As many of you have already heard, Proposition 8 was ruled unconstitutional by the United States Court of Appeals; indeed this is a great leap towards a better future. However, now that the court of appeals has given its ruling, we are now faced with many questions. Many of us are thinking how this will affect our state but unfortunately it doesn't. The case seems to have focused on the State of California and set precedent there only. But do not despair! There is an extremely large chance that it will reach the nation's Supreme Court. Once it reaches SCOTUS (Supreme Court of the United States) I believe they will declare Prop. 8 unconstitutional. Let me tell you why now that I have become a decent Constitutional interpreter ;)
The Court of Appeals for the 9th Circuit relied on 14th Amendment Jurisprudence, specifically citing the Due Process Clause and the Equal Protection Clause. The Due Process Clause prohibits state and local governments from depriving persons of life, liberty, or property without proper due process. It was precisely this clause that ended states from prohibiting interracial marriages. Let me refer to a specific historical example: In Loving v. Virginia SCOTUS determined that marriage was a right that all US citizens should enjoy, thus any law prohibiting interracial marriages was depriving US citizens of a right with out proper due process. This case was often predicted to be cited in any case regarding gay marriage. Lo and behold! The court of appeals alluded to Loving v. Virginia. However interestingly enough, the court of appeals did not use Lawrence v. Texas precedent and used strict scrutiny (the highest form of judicial review, often reserved for laws discriminating against races and religious groups and not for gender discrimination). Lawrence v. Texas involved the arrest of two gay men participating in anal sex. One can interpret the precedent set by the latter case in many ways but SCOTUS held that morality cannot be regulated by the individual states or the federal gov't (unless there is a COMPELLING state interest, but that rarely happens). I would have to say that this would shut any moralist out there who argues that the State may indiscriminately create moral laws. Moralists fail in their argument, the law says the state can't.

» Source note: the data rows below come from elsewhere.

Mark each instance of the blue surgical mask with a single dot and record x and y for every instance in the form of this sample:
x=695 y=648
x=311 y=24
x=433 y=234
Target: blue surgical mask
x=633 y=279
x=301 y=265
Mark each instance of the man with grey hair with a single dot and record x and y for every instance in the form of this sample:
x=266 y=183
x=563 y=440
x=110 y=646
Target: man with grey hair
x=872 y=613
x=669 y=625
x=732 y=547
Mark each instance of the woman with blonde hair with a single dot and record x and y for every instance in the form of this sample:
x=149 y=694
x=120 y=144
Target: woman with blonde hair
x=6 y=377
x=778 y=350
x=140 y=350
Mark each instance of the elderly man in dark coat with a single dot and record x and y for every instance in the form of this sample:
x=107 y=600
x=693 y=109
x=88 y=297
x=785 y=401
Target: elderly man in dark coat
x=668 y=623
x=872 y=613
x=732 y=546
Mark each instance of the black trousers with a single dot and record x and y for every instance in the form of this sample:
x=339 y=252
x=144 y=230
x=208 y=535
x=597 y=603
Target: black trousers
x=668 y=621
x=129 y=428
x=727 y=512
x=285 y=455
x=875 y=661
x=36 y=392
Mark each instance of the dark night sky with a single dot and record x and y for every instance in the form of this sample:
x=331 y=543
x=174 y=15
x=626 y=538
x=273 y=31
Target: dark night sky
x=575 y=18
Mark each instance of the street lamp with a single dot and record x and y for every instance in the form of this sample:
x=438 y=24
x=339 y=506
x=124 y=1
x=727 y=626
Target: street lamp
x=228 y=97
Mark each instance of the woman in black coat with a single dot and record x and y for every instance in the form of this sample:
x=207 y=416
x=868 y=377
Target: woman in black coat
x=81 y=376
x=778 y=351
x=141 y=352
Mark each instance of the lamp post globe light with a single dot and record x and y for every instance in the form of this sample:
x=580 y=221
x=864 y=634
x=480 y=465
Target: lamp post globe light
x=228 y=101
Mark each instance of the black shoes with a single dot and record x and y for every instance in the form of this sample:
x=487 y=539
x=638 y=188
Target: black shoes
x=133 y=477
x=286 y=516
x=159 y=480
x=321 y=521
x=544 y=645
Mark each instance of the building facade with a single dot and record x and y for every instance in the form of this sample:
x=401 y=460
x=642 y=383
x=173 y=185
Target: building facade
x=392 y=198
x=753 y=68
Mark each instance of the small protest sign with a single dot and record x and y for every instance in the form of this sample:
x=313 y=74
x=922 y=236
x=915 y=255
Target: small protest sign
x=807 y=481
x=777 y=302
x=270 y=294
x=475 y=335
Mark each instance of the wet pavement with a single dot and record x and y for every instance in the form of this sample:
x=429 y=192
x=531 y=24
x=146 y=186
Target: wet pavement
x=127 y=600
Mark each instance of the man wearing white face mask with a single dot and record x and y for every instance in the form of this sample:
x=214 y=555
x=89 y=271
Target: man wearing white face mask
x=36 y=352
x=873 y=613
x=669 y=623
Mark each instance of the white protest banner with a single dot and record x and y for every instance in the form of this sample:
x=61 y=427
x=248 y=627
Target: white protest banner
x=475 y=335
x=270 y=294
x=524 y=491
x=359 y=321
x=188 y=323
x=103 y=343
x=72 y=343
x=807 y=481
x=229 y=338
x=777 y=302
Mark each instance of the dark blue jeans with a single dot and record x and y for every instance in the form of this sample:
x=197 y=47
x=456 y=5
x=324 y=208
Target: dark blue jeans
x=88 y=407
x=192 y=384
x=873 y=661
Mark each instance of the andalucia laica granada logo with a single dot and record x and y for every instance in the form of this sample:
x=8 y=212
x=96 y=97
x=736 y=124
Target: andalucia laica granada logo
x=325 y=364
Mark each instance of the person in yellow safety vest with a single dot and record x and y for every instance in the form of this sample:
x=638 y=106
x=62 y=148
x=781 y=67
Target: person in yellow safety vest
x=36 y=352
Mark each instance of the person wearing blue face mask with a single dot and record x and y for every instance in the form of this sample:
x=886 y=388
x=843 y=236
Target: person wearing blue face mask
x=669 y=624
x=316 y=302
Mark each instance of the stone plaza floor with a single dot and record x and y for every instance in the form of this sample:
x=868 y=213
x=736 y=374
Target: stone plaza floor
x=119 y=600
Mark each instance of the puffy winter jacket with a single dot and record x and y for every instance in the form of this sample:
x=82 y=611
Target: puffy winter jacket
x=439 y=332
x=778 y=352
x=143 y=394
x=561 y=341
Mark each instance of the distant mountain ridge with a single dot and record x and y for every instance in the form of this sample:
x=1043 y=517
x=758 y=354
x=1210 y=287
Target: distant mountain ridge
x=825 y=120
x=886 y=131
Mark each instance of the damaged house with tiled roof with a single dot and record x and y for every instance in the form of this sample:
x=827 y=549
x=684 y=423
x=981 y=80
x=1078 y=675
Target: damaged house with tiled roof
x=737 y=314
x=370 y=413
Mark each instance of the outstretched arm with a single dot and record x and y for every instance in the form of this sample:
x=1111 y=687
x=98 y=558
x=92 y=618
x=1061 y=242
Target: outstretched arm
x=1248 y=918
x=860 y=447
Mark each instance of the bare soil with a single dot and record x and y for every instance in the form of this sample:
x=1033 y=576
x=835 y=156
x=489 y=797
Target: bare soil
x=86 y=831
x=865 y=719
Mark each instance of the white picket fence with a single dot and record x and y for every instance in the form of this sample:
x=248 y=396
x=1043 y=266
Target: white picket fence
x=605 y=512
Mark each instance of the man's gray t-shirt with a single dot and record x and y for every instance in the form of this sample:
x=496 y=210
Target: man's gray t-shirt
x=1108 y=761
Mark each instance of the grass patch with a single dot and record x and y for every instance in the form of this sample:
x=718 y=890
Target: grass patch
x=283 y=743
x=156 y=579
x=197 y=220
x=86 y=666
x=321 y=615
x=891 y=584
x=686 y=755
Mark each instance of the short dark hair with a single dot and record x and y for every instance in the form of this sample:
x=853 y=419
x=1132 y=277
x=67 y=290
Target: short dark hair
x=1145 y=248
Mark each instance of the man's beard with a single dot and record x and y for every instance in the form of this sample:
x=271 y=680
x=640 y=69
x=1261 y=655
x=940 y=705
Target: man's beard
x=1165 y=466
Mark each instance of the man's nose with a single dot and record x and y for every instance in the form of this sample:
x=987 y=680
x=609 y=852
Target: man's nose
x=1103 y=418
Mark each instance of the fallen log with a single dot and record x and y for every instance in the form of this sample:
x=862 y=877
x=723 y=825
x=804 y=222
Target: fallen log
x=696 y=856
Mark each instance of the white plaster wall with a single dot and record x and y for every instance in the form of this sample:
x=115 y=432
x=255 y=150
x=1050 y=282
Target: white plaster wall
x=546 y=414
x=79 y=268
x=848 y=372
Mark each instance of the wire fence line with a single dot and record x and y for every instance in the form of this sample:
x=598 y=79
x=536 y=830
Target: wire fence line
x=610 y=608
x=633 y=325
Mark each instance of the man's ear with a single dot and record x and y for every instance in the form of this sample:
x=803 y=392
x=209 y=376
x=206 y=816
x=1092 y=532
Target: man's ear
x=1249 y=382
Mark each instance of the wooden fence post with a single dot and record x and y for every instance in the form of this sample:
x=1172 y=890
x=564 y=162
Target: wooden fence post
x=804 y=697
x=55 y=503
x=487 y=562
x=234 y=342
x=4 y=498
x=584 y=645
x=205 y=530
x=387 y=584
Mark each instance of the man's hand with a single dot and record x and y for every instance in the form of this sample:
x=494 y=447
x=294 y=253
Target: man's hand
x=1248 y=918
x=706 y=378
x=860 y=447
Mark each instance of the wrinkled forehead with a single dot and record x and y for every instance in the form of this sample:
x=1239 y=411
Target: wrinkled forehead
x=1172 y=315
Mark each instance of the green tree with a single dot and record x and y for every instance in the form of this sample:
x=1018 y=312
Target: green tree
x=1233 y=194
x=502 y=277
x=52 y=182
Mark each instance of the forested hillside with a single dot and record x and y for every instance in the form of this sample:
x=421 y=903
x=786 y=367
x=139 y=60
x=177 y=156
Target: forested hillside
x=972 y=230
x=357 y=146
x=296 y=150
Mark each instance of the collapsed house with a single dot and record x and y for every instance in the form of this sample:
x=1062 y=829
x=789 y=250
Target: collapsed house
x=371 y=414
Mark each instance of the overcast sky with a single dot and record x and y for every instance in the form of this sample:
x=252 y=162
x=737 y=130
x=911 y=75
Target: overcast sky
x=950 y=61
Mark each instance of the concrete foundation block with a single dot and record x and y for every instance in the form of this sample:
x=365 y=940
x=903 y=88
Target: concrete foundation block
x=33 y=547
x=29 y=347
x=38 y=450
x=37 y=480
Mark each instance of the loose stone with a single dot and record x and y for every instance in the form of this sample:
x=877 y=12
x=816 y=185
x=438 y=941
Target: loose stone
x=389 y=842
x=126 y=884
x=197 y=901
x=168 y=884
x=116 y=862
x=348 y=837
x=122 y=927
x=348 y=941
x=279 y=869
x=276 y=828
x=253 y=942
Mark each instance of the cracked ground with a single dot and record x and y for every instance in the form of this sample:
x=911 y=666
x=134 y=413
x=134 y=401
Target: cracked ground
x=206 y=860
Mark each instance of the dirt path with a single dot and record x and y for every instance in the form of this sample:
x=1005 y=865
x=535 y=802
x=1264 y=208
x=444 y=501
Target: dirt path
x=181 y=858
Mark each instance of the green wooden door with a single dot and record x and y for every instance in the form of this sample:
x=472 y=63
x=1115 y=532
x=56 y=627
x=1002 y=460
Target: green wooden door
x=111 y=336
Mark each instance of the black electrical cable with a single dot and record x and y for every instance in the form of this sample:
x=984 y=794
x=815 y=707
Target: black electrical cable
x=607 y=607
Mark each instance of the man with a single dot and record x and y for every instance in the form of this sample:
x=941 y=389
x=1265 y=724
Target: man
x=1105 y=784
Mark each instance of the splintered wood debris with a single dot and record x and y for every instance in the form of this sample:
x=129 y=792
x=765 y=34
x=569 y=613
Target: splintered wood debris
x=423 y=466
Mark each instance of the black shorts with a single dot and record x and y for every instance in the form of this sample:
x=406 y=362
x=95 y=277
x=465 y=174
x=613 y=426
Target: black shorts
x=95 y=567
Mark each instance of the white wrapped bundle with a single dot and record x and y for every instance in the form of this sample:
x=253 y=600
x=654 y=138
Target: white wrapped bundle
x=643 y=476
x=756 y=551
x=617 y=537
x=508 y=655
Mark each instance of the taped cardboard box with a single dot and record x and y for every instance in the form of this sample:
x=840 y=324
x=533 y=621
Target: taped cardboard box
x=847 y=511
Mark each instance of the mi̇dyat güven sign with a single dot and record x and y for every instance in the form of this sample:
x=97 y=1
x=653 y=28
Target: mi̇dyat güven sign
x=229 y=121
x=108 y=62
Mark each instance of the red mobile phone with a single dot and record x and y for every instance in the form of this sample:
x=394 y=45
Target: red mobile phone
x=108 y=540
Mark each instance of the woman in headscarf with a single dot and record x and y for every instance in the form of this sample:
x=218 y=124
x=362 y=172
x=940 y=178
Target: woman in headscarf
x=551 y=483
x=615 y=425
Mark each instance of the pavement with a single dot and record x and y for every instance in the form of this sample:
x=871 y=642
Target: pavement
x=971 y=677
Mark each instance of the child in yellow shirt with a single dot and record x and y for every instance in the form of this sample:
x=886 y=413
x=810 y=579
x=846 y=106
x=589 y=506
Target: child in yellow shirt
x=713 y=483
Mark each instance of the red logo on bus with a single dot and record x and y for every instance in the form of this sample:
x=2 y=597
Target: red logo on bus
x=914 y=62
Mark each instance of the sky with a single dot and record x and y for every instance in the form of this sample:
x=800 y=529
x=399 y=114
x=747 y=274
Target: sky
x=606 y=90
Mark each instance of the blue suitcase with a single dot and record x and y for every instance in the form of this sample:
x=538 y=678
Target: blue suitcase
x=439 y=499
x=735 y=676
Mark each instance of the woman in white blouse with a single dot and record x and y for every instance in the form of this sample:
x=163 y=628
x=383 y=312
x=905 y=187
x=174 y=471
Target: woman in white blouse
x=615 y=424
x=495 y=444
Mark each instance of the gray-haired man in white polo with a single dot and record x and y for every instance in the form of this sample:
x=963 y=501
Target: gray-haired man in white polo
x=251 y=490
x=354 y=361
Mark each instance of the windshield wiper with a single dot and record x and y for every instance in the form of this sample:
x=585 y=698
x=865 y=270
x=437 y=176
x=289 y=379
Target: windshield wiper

Furthermore, gays and lesbians (unfortunately there is no mention of trans-folk in the opinion of Court of Appeals) are not protected equally under the law of California. Instead they are treated as second class citizens stripped of the right to marry, as claimed in Loving v. Virginia. The Equal Protection Clause protects citizens from being exposed to unjust and cruel laws by both the individual states and the federal government. Although many argue that such laws broaden the federal government's powers while it makes the States' power moot. That point is advocated by those who believe in a smaller government, but I have to retort. I see no better way to create a smaller government by imposing on them such a maxim: we the people have chosen not to have cruel and unjust laws imposed upon us; It is precisely what the 14th Amendment does. It incorporates the Bill of Rights into the States (yes there was a time where a state may proclaim a state religion or ban certain types of speech), protects our rights from being taken away without proper due process and it protects us from being treated unequally under the law by the government.
I myself have thought of how same-sex marriage bans could be declared unconstitutional, and there are many ways. The main and most powerful way is to invoke 14th Amendment jurisprudence. Another interesting way could be a more active initiative taken by Congress (yeah right) and justifying the law under the Commerce Clause. That way the federal government can claim that they can declare same-sex marriage bans void because it gives other states unfair advantages in commerce. For example Congress may say that many queer professionals are leaving Texas and are going to other states like Washington, Massachusetts, New York etc. and because of those reasons Congress may ban such laws in order to regulate commerce between the states; thus all states can compete equally. However it is clear that the US will not take that route and instead take a more dramatic one.
Whatever cases the Court decides to cite as precedent may not ultimately matter because as we can see, the Supreme Law of the Land (Article VI, Clause 2) makes it clear that queer people are protected from cruel laws. Now let us hope that our federal democratic republic lives up to its words and continues its journey to create a more perfect union.